L’Orne est l’un des départements les moins densément peuplés de France, avec environ 280 000 habitants sur 6 100 km². L’agriculture y occupe plus de 70 % de la surface, dominée par l’élevage laitier et la production bovine. Les questions de pratiques agricoles, de qualité de l’eau et de maintien du bocage y sont politiquement sensibles et économiquement structurantes.

Dans ce contexte, un diocèse qui prend position sur l’écologie ne parle pas dans le vide. Il s’adresse à des communautés dont une partie vit directement des contraintes et des mutations du monde agricole. L’Église locale dispose d’un levier que n’ont pas les diocèses urbains : un ancrage foncier et une légitimité sociale qui permettent d’initier des projets concrets plutôt que de tenir des discours.

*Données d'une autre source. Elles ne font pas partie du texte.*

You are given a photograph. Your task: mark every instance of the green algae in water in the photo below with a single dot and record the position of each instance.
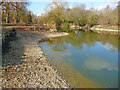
(85, 59)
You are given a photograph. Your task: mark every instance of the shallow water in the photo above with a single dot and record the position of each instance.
(85, 59)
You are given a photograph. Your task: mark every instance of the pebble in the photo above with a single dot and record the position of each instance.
(29, 66)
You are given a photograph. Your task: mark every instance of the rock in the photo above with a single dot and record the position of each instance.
(53, 30)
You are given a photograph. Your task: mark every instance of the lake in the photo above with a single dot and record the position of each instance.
(85, 59)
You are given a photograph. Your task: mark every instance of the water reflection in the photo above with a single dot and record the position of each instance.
(88, 55)
(82, 38)
(96, 63)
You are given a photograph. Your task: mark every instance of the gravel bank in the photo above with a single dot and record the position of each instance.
(25, 64)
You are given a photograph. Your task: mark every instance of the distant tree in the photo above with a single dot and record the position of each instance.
(77, 15)
(92, 17)
(55, 12)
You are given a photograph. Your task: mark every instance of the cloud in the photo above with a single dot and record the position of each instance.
(111, 4)
(96, 63)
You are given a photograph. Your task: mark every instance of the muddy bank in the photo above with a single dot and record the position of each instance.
(25, 64)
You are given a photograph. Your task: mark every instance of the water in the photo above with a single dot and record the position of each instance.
(85, 59)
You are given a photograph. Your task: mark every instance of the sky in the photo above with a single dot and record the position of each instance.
(38, 6)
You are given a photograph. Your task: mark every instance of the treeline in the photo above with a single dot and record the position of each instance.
(16, 12)
(59, 15)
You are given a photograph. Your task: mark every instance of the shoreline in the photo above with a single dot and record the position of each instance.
(30, 68)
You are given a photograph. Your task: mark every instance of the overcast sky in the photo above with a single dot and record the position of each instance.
(38, 6)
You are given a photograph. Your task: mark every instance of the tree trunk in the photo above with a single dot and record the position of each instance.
(7, 18)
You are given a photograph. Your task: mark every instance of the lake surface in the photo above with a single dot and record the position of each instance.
(85, 59)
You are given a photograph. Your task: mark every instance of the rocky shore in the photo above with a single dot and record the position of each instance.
(26, 66)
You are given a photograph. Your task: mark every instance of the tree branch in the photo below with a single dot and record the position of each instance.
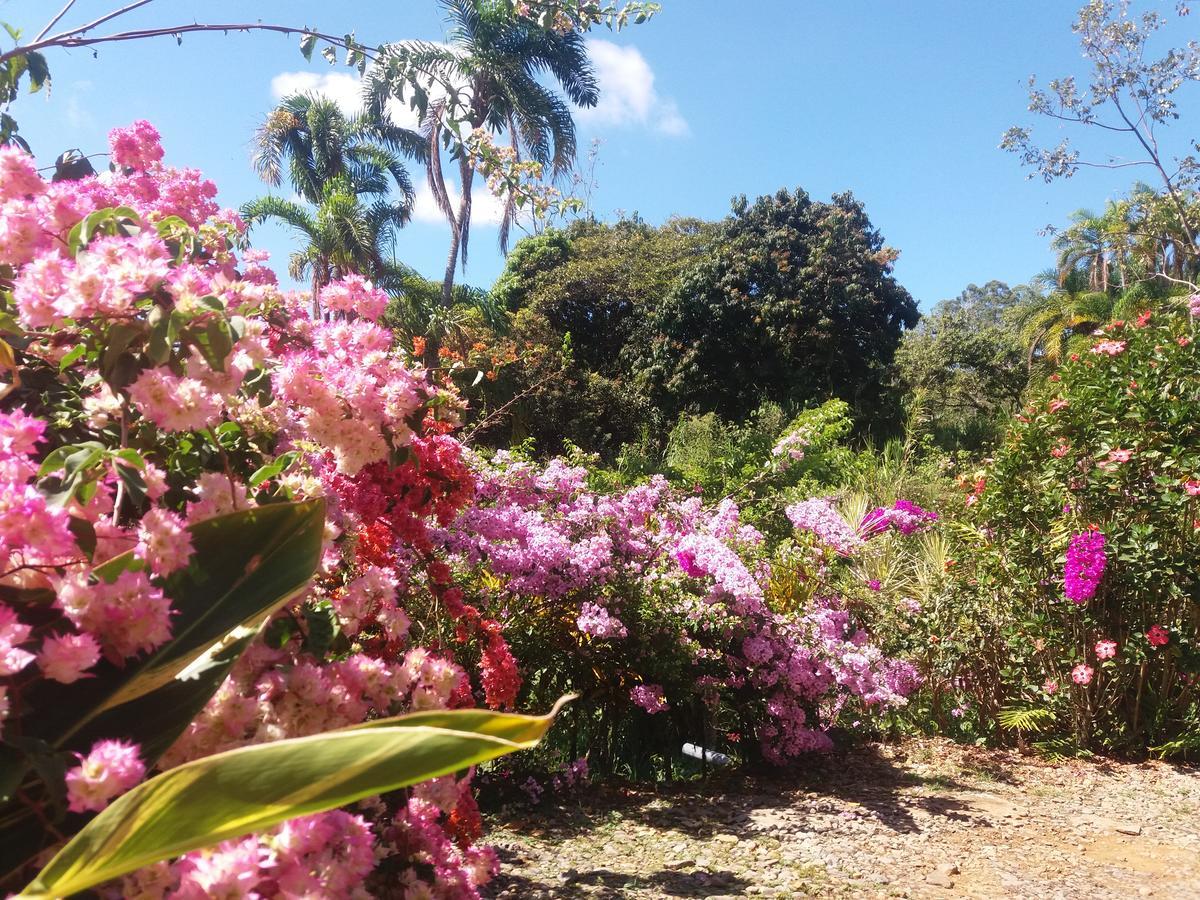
(54, 22)
(69, 40)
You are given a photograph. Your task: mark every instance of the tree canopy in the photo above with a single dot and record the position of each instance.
(797, 304)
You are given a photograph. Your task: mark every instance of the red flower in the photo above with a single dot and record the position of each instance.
(1158, 636)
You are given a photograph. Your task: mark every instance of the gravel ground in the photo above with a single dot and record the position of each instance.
(924, 819)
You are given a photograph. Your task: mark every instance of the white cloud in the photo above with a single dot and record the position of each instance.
(628, 96)
(486, 209)
(78, 106)
(342, 88)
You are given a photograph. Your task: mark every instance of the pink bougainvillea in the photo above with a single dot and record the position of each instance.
(1085, 565)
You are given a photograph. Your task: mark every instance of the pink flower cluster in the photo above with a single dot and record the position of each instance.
(161, 342)
(354, 294)
(111, 769)
(687, 580)
(1085, 565)
(597, 622)
(649, 697)
(1109, 348)
(823, 520)
(327, 855)
(904, 516)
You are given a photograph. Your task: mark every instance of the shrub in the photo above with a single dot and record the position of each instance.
(173, 432)
(655, 610)
(1075, 585)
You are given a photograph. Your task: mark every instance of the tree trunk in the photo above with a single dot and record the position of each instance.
(459, 233)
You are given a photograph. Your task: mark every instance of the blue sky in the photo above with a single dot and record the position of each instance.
(900, 102)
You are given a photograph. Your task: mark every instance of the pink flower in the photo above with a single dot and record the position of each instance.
(649, 697)
(18, 174)
(111, 769)
(136, 147)
(353, 293)
(12, 633)
(823, 520)
(172, 402)
(163, 541)
(598, 622)
(1086, 562)
(1158, 636)
(65, 658)
(1111, 348)
(129, 616)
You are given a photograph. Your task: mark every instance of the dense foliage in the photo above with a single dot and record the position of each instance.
(797, 304)
(167, 401)
(577, 299)
(1072, 610)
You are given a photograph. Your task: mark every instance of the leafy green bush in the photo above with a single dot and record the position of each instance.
(1043, 613)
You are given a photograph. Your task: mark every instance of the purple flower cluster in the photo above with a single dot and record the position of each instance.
(595, 621)
(820, 516)
(1085, 565)
(904, 516)
(685, 580)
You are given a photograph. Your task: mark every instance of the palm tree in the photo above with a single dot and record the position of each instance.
(346, 167)
(1062, 315)
(485, 77)
(1097, 245)
(342, 234)
(318, 142)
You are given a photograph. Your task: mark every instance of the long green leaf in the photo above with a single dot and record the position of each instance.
(252, 789)
(246, 565)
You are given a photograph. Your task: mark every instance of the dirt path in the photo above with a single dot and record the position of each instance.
(923, 820)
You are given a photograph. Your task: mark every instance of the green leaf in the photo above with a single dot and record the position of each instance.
(246, 565)
(307, 43)
(72, 357)
(133, 483)
(39, 72)
(252, 789)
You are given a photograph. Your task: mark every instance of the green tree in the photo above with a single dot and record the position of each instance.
(1131, 93)
(316, 142)
(588, 288)
(1059, 318)
(341, 235)
(345, 166)
(487, 76)
(796, 305)
(967, 365)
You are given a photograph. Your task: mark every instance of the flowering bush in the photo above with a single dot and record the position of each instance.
(159, 389)
(654, 609)
(1075, 588)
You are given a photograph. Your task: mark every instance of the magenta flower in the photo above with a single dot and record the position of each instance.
(1158, 636)
(1085, 565)
(111, 769)
(649, 697)
(66, 658)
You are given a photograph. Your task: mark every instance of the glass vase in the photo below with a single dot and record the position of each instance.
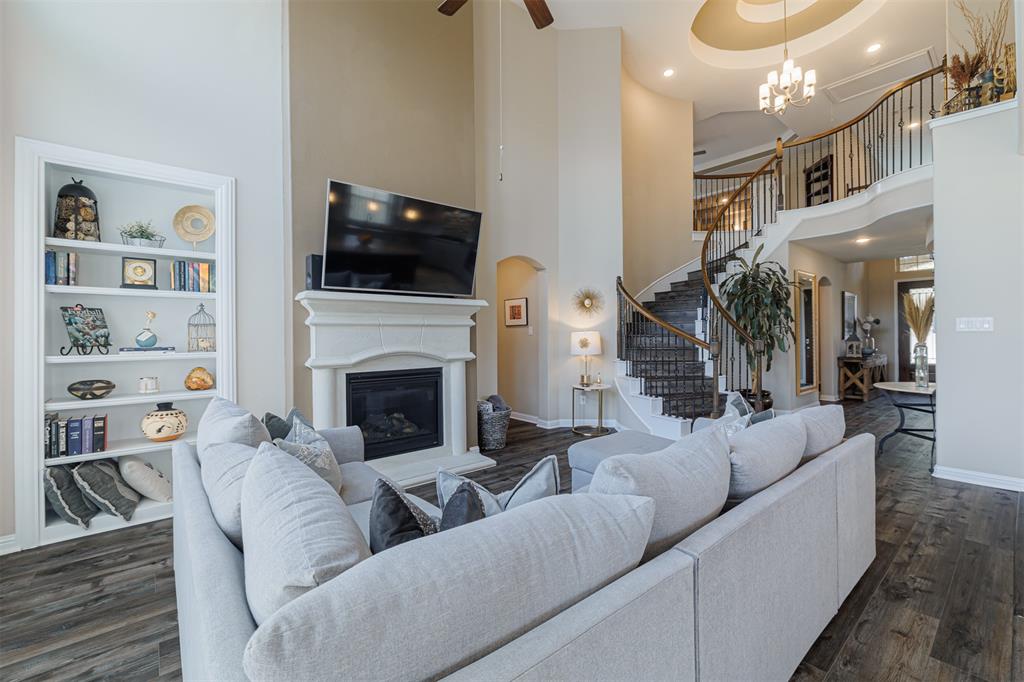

La déprise rurale qui touche certaines communes ornaises — fermetures de commerces, désertification médicale, vieillissement de la population — crée par ailleurs un espace où les initiatives portées par des institutions stables comme l’Église peuvent jouer un rôle de maintien du lien social. Un jardin en permaculture ouvert à la paroisse, une église rénovée qui consomme moitié moins de fioul : ces réalités matérielles pèsent dans des villages où chaque projet compte. Le choix des ressources locales pour le chauffage fait partie des arbitrages que ces communautés examinent aussi, entre autonomie énergétique et sobriété budgétaire.